Grilled Prawn and Bok Choy Dinner
Serves 2

Fancy something special? Why not try grilled bok choy and prawns. Served on a bed of quinoa, we added chili, lime and delicious sesame oil to bring all the flavours together. With some fancy plating, you can make a really special night of this. If you choose to skip the quinoa, this will be great on a bed of cauliflower-rice, seasoned with garlic and parsley (or coriander) as below.

2 large bok choy, halved lengthways
4 tsp sesame oil
90g uncooked mixed seed quinoa
2 cloves garlic, peeled and finely chopped
170g uncooked king prawns, shelled
salt
small handful parsley or coriander, finely chopped
freshly squeezed lime juice
½ red chili, seeds removed and sliced
2 tsp toasted sesame seeds

Bring a wide-bottomed pan of salted water to the boil. Place the four bok choy halves into the pan, side by side, cooking until tender – but still firm enough to retain their shape. Remove with tongs and place onto a tray lined with kitchen paper, cut-side down to drain.

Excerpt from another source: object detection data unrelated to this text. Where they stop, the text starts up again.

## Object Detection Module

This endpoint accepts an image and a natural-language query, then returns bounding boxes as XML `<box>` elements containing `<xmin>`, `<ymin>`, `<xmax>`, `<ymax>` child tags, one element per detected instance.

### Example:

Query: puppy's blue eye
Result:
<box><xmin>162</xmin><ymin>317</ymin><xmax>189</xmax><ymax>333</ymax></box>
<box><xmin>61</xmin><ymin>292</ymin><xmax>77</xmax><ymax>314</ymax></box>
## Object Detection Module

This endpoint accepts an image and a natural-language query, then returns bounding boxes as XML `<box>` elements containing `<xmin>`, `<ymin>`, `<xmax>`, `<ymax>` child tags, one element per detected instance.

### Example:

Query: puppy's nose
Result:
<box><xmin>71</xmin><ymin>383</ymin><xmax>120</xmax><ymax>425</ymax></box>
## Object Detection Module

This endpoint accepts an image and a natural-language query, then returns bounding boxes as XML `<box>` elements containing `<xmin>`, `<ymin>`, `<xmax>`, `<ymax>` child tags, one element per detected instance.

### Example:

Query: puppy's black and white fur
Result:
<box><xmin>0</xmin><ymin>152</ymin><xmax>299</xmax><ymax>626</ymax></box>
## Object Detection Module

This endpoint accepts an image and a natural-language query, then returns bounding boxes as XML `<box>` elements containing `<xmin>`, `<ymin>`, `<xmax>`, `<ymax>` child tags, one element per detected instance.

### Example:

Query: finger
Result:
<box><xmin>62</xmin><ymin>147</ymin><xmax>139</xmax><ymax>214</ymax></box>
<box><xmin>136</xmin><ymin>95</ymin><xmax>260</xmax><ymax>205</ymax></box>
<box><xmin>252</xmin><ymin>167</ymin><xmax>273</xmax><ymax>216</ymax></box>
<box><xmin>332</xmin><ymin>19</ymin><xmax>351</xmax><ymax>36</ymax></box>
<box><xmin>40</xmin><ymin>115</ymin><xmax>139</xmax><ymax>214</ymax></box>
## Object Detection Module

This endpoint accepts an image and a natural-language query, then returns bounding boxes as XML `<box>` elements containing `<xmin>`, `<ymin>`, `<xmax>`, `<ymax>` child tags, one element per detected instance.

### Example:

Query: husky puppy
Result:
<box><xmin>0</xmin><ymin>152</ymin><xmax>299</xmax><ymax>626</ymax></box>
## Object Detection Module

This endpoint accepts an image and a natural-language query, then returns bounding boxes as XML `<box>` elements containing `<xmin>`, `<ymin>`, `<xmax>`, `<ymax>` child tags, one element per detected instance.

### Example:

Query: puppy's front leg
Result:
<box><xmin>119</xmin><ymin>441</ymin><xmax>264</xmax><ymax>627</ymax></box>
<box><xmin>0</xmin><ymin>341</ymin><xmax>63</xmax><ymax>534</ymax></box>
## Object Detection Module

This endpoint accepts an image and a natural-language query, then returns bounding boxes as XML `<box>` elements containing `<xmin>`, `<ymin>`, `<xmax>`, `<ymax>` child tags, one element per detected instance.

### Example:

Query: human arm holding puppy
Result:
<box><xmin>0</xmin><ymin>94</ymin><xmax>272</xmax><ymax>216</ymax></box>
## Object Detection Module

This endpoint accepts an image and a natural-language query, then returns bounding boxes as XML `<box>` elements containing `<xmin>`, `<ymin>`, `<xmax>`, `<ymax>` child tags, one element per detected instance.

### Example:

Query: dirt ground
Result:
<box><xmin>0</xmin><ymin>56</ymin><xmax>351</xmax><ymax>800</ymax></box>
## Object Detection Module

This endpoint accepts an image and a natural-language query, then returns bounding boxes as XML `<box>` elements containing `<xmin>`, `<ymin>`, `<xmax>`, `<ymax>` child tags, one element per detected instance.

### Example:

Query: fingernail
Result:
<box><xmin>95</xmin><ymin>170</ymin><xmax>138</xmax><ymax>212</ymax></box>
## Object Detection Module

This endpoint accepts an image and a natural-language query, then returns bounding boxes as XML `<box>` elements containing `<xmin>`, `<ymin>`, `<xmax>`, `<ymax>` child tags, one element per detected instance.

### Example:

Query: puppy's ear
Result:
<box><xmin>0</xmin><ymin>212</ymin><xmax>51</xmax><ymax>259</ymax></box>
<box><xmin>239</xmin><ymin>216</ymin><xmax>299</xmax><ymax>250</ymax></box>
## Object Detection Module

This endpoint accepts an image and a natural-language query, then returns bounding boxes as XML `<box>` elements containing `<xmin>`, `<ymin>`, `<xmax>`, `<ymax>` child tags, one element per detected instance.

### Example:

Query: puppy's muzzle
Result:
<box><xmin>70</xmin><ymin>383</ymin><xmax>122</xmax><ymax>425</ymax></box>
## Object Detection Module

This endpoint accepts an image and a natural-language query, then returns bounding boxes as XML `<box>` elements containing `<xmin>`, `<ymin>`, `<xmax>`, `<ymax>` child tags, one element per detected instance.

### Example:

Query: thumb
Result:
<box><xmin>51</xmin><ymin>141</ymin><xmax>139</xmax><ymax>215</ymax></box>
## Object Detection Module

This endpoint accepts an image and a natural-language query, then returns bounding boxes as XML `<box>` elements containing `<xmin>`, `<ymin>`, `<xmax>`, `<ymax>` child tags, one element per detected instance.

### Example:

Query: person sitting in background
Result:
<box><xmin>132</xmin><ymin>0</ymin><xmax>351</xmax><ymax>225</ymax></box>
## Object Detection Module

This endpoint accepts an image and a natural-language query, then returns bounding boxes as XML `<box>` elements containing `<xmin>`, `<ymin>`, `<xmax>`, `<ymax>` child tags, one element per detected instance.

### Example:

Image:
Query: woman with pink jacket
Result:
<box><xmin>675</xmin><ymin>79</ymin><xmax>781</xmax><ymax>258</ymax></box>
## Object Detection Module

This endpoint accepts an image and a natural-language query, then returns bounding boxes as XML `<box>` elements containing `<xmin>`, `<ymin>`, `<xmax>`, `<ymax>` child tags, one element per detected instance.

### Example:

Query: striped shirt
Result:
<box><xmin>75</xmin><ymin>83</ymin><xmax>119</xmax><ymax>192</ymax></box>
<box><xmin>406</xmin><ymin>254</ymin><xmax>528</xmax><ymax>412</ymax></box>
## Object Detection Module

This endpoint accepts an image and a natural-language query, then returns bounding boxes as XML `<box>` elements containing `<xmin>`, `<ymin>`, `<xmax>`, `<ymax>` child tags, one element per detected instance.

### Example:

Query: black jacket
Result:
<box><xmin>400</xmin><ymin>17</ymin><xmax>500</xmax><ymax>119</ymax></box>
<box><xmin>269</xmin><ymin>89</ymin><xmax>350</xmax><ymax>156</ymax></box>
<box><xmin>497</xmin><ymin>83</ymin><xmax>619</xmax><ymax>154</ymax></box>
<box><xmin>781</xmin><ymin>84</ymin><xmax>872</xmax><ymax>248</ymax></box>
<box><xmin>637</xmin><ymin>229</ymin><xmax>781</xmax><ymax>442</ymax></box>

Heat one teaspoon sesame oil in a griddle pan, using a silicon pastry brush to ensure the pan is evenly coated. Grill the bok choy, cut side down until clear grill marks are visible. Remove and set aside to keep warm.

In the meantime, bring 300ml water to the boil and add the mixed seeds quinoa, cooking over a moderate heat until all the water has evaporated. At the same time, in a separate pan, heat the second teaspoon sesame oil and lightly fry the garlic until softened and partially caramelised. Once the quinoa has cooked, stir the cooked garlic and any pan oils into the quinoa and set aside to keep warm.

Heat the third teaspoon sesame oil (in the same pan used to cook the garlic) and fry the prawns until cooked through – this doesn’t take long, maybe 3-4 minutes. Season with salt.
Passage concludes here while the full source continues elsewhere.